Abstract
The national discourse about campus sexual assault is currently dominated by two powerful narratives: the student survivor narrative and the disciplined student narrative. These narratives continue to shape and inform the public's understanding of campus sexual assault and the role of colleges and universities in preventing and responding to sexual assault. Unlike the student survivor narrative developed and shared directly by students, the disciplined student narrative is more layered and less explicit. This Article follows the development of the disciplined student narrative from lawsuits to editorials and scholarship to its successful impact on public policy as demonstrated by the 2018 proposed Title IX regulation.

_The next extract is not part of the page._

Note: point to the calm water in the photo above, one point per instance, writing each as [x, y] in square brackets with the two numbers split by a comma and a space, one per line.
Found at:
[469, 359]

The Narrative Policy Framework provides us with specific narrative elements that influence public policy. Through character development, the disciplined student narrative employs third-party narrators to introduce students disciplined for sexual assault as sympathetic protagonists cast in the role of victims in a story about campus sexual assault. The setting for the disciplined student narrative takes the form of a legal history constructed to support the proposed policy change. The main plot point is not the sexual misconduct, but rather the campus disciplinary process. The disciplined student narrative uses several rhetorical techniques by capitalizing on the confusion between the campus disciplinary system and the criminal justice system, claiming moral equivalency with student survivors, and employing disaster analogies through well-known false allegations stories. It exploits male privilege by using a cultural and legal history of discounting credibility of women reporting sexual assault, calling for extraordinary protections for male students, and erasing women of color from discussions about racism. The incorporation of references to meta-narratives about the Obama Administration's overreach and concerns about campus culture wars further strengthen the disciplined student narrative's salience with a broad audience. The 2018 proposed Title IX regulation demonstrates the disciplined student narrative's success in transforming a civil rights law enacted to protect women from sex discrimination into a civil rights law directing schools to protect and privilege the rights of men accused of sexual misconduct.